After the Elections

By Zalmay Khalilzad
Thursday, December 15, 2005

Today is a historic day for Iraq. Iraqis of all sects and ethnic groups will participate in elections. Most significantly, the Sunni Arab community will participate in large numbers. More than 1,000 Sunni clerics have called on their followers to vote. A number of Sunni Arab political groups that boycotted the January elections are fielding candidates. Sunni Arab leaders have called on insurgents to cease their attacks, and some insurgent groups have said they will comply.

Today's elections will create a National Assembly that is far more representative than the current one. This in turn can help accelerate progress toward success in Iraq. Success will depend on improvements in establishing a broad-based and effective government; building stronger Iraqi security forces, and gaining the confidence of all Iraqi communities in their security institutions; winning over insurgents to the political process; increasing the capacity of the national and local government; instituting economic reforms and promoting private-sector development; and gaining more support from neighboring states for stabilizing Iraq.

Broad-based government. Before today, the priority was to engage the Sunni Arab community -- including the rejectionists -- and get it to buy into the political process. Now the focus shifts to forming a moderate, cross-ethnic, cross-sectarian coalition that can govern the country effectively. Many Iraqi political leaders have expressed a wish to form or participate in such a coalition. It will be important that the head of security ministries be trusted by all communities and not come from elements of the population that have militias. Equally important is that key ministers be selected not just for political considerations but also for competence. And the next government must put more emphasis on human rights.

We will work with the new ministers and implement a program of support to increase the capacity of key ministries. The new constitution delegates much authority to the provinces. To assist in this transition and improve the capacity of local governments, we are building up our presence in the provinces to work with local institutions. The goal here, as with the security sector, is to promote self-reliance.

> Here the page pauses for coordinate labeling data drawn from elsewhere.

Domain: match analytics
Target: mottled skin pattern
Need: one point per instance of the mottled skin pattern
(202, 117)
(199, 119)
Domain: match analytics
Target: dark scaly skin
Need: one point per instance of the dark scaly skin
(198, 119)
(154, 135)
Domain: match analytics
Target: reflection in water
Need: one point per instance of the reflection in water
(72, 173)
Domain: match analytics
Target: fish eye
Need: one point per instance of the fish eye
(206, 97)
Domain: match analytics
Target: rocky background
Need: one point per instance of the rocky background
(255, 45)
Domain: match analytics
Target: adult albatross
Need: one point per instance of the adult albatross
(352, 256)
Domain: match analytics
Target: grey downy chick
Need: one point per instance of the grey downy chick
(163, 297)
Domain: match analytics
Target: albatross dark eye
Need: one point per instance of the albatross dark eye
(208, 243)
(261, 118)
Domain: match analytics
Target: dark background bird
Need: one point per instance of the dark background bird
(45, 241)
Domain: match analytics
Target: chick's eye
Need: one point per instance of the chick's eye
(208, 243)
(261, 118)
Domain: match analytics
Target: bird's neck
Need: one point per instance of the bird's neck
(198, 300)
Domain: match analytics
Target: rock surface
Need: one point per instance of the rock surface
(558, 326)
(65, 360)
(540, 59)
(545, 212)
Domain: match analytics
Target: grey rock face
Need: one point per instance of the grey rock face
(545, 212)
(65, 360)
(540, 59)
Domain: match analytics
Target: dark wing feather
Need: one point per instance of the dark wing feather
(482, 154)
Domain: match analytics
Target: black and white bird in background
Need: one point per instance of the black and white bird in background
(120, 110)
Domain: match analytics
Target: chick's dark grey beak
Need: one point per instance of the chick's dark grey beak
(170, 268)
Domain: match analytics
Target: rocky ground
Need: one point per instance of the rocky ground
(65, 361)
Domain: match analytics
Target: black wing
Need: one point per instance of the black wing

To bring Iraqis together and consolidate their participation in the political process, the next National Assembly will have the opportunity to amend the constitution, with the goal of broadening support for the document and turning it into a national compact. The assembly also must review how de-Baathification has been carried out so far and outline a way forward that balances the requirements of justice with those of reconciliation.

These steps will create the needed conditions to achieve our goal of inducing Iraqi rejectionists and insurgents to abandon violence -- and thus isolate Saddamists and terrorists. Together with the next government, we will continue to expand our engagement with the Sunnis' leaders.

Confidence in security institutions. A key challenge facing Iraq is the need for greater confidence in the security institutions. Besides training Iraqi forces, the next government must continue to increase the credibility of those forces within Iraqi communities. This will require balanced representation of all communities in the security forces, an end to the kind of abuses that have recently been discovered in facilities operated by the Interior Ministry, and competent and widely trusted ministers heading security institutions.

Continued pressure on the terrorists who promote a civil war will also be required. Together with the Iraqis, we will conduct focused operations that will clear areas of terrorists; deploy capable Iraqi forces to hold them against enemy re-infiltration; and build up the local capacity for governance, reconstruction and economic development. We will need to provide logistics, intelligence and quick-reaction forces in support. In the coming year Iraqis will assume much more of the burden of action on the front lines and do so more effectively.

Economic opportunity. The United States will work with the new Iraqi government to better stimulate private-sector economic development in areas such as agriculture and to reduce subsidies -- with the ultimate goal of eliminating them while also creating a safety net for the least fortunate. As economic opportunity grows, the ranks of the unemployed -- some of whom engage in terrorism just to earn money to feed their families -- will start to contract. We will engage provincial and local authorities, who have the best sense of community needs, in designing and implementing development programs to further isolate extremists and promote job creation and improvement of essential services. We will encourage the new government to better engage regional states and others in Iraqi reconstruction and debt-forgiveness programs.

Enhanced diplomacy. Together with the new government, we will need to intensify diplomatic efforts to mobilize support for Iraq in the region and around the world. As part of the outreach campaign to Sunni Arabs in Iraq, the United States is taking advantage of advice and contacts from friends in Arab states and Turkey. The United States is also encouraging its friends to increase their contacts and economic ties with Iraq. This will have to intensify.

In addition, the United States and the new Iraqi government will need to put continued and, if necessary, increased pressure on Syria to prevent Saddamists and terrorists from operating on its territory.

Our strategy in Iraq is putting us on a path toward success, though many challenges lie ahead and much hard work remains to be done by Americans and Iraqis alike. But the benefits of success are worth the effort. Success in Iraq will advance American interests and values. It is a linchpin in the needed transformation of the broader Middle East, which is the defining challenge of our time.

The writer is the U.S. ambassador to Iraq.